Reduce Rebalance Downtime (by x450) for Stateless Kafka Streams Apps

Posted on Jun 17, 2023 · 8min read · intermediate

Cover image showing the Kafka log, a stopwatch, suggesting 'kafka-streams partition rebalance downtime' to be reduced from 45s to 100ms

In this post, we’ll learn how Kafka Streams Consumers behave differently from regular Kafka Consumers, the consequences for the application, as well as steps to minimise downtimes in event processing when consumer group members change.

With the default configuration, a containerised stateless Streams app pauses processing for >45s when one app instance (group member) is removed or restarted.
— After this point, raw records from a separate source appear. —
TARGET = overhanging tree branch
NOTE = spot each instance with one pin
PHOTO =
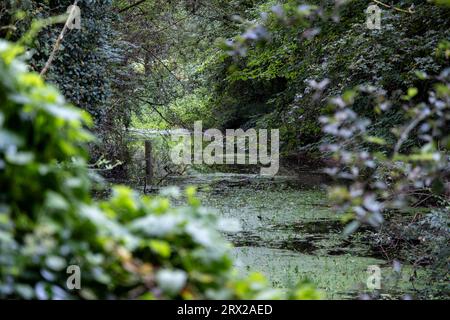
(59, 40)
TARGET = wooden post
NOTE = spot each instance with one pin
(148, 163)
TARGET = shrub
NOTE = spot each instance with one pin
(126, 247)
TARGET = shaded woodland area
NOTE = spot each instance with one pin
(86, 177)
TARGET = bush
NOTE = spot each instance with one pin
(126, 247)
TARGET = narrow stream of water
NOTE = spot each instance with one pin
(290, 233)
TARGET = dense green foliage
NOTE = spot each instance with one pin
(126, 247)
(87, 67)
(372, 105)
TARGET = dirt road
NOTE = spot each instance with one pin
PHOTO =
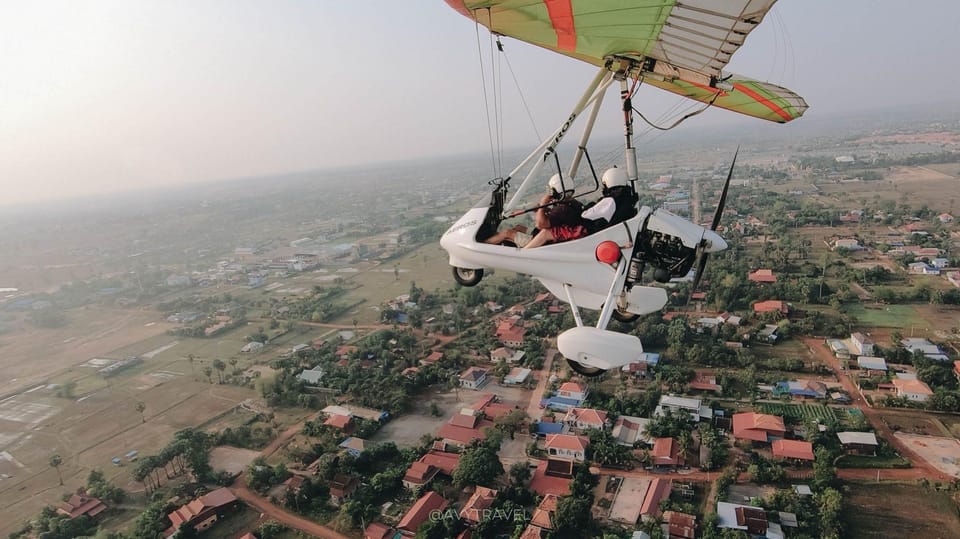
(817, 348)
(252, 499)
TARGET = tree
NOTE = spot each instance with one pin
(478, 466)
(55, 462)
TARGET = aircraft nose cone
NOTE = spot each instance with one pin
(715, 242)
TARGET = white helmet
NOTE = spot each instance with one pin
(556, 184)
(614, 177)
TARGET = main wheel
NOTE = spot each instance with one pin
(625, 317)
(584, 370)
(467, 277)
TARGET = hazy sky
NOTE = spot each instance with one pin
(100, 96)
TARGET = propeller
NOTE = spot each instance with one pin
(704, 255)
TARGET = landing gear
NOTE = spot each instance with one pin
(584, 370)
(625, 317)
(467, 277)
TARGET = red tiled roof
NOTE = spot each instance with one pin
(544, 484)
(753, 426)
(657, 491)
(465, 420)
(664, 452)
(587, 416)
(481, 499)
(771, 306)
(543, 514)
(418, 514)
(378, 531)
(792, 449)
(81, 504)
(463, 435)
(567, 441)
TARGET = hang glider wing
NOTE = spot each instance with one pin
(684, 46)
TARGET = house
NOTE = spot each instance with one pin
(342, 488)
(311, 376)
(860, 443)
(586, 418)
(510, 334)
(474, 378)
(629, 430)
(479, 503)
(506, 354)
(762, 276)
(552, 476)
(665, 452)
(419, 474)
(797, 450)
(379, 531)
(705, 381)
(746, 518)
(516, 376)
(354, 446)
(678, 405)
(801, 388)
(839, 348)
(432, 358)
(771, 306)
(573, 390)
(344, 423)
(463, 429)
(872, 365)
(428, 504)
(913, 390)
(861, 345)
(202, 512)
(921, 268)
(80, 504)
(678, 525)
(929, 349)
(567, 446)
(757, 427)
(543, 514)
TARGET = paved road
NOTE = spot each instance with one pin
(817, 348)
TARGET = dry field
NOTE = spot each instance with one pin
(899, 510)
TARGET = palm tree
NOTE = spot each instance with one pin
(55, 462)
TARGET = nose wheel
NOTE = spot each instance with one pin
(584, 370)
(467, 277)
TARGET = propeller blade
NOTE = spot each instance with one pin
(701, 265)
(723, 195)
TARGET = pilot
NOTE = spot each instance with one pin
(618, 204)
(557, 219)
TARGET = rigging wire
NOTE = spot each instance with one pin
(486, 103)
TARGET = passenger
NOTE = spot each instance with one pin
(556, 223)
(618, 204)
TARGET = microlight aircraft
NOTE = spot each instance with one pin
(680, 47)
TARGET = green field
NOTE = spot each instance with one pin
(802, 411)
(887, 316)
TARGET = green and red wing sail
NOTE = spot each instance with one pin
(691, 41)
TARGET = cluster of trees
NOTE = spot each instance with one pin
(190, 449)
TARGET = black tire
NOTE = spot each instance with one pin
(584, 370)
(467, 277)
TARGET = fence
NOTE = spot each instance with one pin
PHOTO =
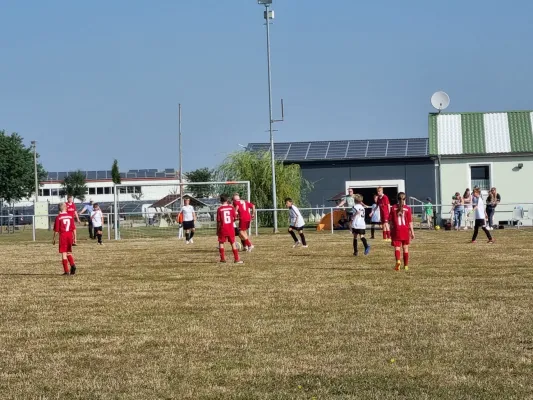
(147, 225)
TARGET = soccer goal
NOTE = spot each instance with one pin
(151, 209)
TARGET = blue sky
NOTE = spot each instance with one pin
(93, 81)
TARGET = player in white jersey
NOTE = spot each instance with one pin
(296, 223)
(359, 224)
(189, 218)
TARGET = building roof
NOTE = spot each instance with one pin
(106, 175)
(346, 149)
(481, 133)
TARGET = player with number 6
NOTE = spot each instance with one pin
(64, 226)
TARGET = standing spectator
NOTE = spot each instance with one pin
(467, 201)
(428, 212)
(492, 202)
(458, 210)
(349, 201)
(89, 209)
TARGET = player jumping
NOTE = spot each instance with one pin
(246, 213)
(64, 225)
(226, 230)
(401, 223)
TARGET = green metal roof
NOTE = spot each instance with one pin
(481, 133)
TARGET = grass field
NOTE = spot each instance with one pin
(160, 320)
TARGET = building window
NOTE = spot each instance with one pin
(480, 176)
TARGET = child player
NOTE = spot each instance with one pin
(401, 223)
(226, 230)
(64, 225)
(358, 224)
(97, 219)
(480, 216)
(245, 212)
(384, 211)
(296, 223)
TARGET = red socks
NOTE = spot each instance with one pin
(65, 266)
(70, 259)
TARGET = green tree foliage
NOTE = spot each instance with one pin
(115, 173)
(200, 175)
(17, 175)
(74, 185)
(256, 168)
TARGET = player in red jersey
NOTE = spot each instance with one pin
(65, 227)
(245, 213)
(401, 223)
(225, 229)
(384, 211)
(73, 212)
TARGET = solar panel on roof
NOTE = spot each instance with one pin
(337, 150)
(396, 148)
(376, 148)
(317, 150)
(357, 149)
(298, 151)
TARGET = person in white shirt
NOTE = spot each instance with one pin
(296, 223)
(480, 216)
(189, 218)
(97, 220)
(359, 225)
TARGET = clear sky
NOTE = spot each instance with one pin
(97, 80)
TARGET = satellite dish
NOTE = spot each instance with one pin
(440, 100)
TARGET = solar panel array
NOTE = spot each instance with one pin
(346, 149)
(104, 175)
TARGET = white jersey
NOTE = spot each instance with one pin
(358, 221)
(188, 213)
(97, 218)
(295, 216)
(480, 210)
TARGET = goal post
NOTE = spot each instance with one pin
(150, 209)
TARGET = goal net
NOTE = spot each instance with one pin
(151, 210)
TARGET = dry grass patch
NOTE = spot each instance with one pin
(158, 319)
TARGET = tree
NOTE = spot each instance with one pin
(256, 168)
(200, 175)
(17, 175)
(74, 185)
(115, 173)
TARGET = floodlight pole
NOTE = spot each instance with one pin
(271, 120)
(181, 157)
(34, 144)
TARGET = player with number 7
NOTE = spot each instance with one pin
(64, 226)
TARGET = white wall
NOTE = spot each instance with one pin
(513, 185)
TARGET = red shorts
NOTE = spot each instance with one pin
(227, 238)
(65, 242)
(400, 243)
(244, 225)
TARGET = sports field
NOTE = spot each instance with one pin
(155, 319)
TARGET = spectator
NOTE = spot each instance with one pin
(458, 210)
(467, 201)
(492, 202)
(428, 212)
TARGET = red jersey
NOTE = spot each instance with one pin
(71, 209)
(64, 224)
(243, 209)
(225, 220)
(399, 224)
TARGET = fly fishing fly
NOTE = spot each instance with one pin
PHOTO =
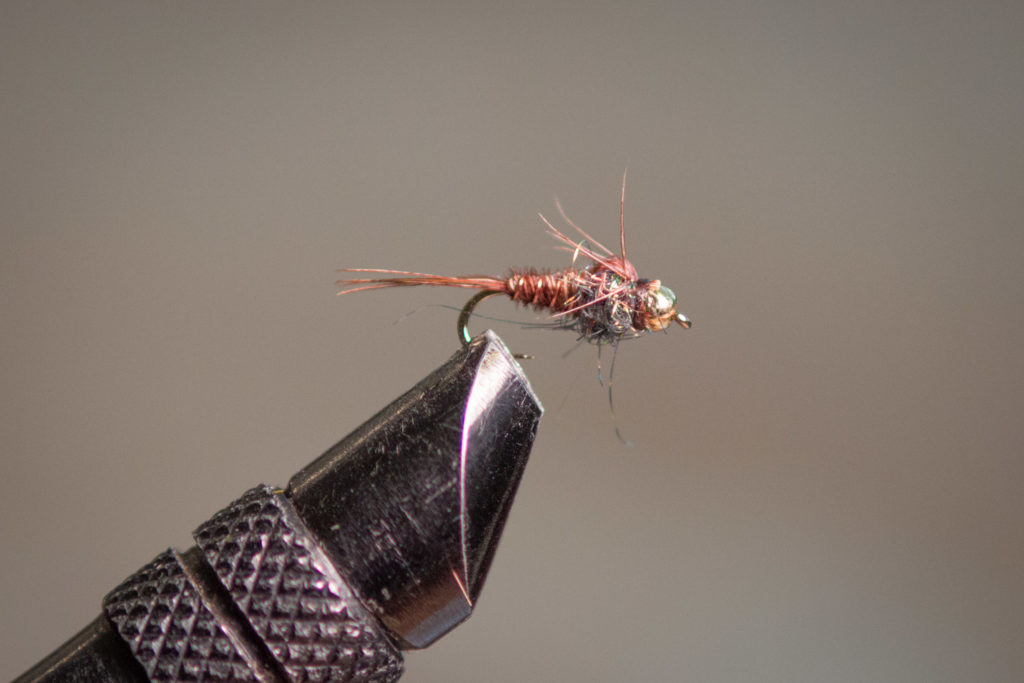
(603, 302)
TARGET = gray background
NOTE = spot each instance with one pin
(825, 483)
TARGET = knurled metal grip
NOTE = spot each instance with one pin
(265, 604)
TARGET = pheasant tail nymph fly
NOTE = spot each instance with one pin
(603, 302)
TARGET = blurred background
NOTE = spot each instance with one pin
(826, 471)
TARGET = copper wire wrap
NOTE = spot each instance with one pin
(542, 289)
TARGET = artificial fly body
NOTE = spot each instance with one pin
(603, 302)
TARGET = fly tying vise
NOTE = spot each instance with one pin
(603, 302)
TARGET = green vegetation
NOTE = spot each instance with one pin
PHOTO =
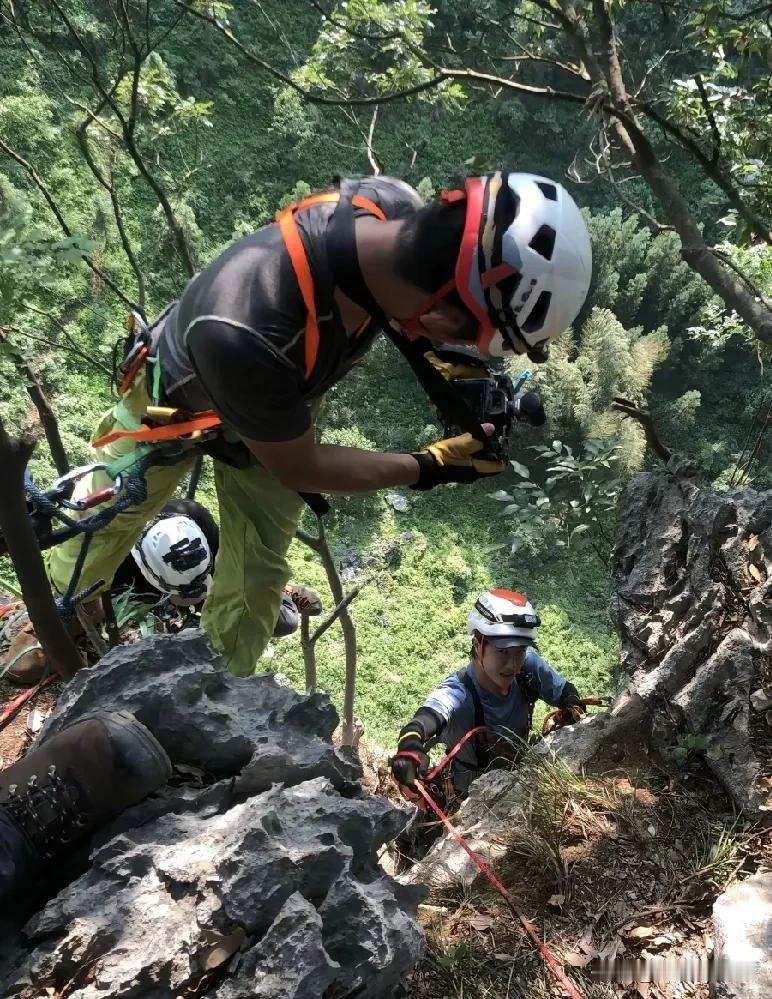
(197, 144)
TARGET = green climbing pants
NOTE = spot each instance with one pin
(258, 519)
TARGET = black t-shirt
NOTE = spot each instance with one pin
(235, 342)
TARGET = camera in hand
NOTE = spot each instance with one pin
(495, 400)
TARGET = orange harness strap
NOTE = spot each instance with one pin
(297, 254)
(198, 423)
(131, 374)
(208, 420)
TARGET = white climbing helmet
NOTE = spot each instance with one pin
(525, 261)
(174, 556)
(505, 618)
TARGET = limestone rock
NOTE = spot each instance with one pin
(262, 884)
(742, 925)
(205, 716)
(696, 638)
(493, 807)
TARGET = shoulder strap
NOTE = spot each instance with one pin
(341, 250)
(482, 748)
(468, 682)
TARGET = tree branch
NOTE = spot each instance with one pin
(333, 616)
(370, 154)
(45, 412)
(308, 95)
(629, 409)
(387, 36)
(38, 181)
(710, 116)
(712, 169)
(127, 132)
(82, 137)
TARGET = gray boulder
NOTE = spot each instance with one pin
(202, 715)
(692, 600)
(264, 883)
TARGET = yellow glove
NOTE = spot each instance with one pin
(453, 460)
(451, 371)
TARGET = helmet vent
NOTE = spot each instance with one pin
(544, 241)
(538, 313)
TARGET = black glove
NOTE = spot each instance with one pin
(453, 460)
(410, 761)
(570, 704)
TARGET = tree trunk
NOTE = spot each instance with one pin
(24, 550)
(48, 421)
(309, 654)
(320, 546)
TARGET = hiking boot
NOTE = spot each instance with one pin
(304, 598)
(77, 780)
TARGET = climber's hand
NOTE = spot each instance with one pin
(571, 713)
(455, 459)
(411, 761)
(451, 370)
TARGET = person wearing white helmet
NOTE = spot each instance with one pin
(282, 315)
(176, 554)
(523, 267)
(496, 690)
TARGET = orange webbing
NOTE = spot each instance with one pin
(206, 420)
(131, 374)
(297, 255)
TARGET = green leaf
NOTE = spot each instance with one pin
(521, 470)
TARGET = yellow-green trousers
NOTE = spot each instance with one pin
(258, 518)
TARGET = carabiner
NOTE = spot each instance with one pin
(71, 477)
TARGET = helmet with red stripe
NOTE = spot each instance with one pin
(505, 618)
(524, 263)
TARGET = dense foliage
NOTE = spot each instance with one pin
(147, 136)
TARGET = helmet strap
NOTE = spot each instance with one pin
(413, 326)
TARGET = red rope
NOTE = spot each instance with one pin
(458, 746)
(552, 962)
(14, 706)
For real-time data streaming workloads with a low e2e latency as an NFR (non-functional requirement), such a long ‘rebalance downtime’ often is unacceptable.

Fortunately, there’s a simple yet efficient solution to address this problem.

As a bonus, we will look under the hood of Kafka Consumer Groups, the Group Coordinator & Rebalance Protocol, and measure, analyse and evaluate a simulation of a group member (replica) re-creation running on Kubernetes.

...TLDR? => Spoiler:

props.put("internal.leave.group.on.close", true);

Theory

Regular Consumer Behaviour

Let’s briefly recap on Kafka Consumers and Consumer groups.

An Apache Kafka® Consumer is a client application that subscribes to (reads and processes) events.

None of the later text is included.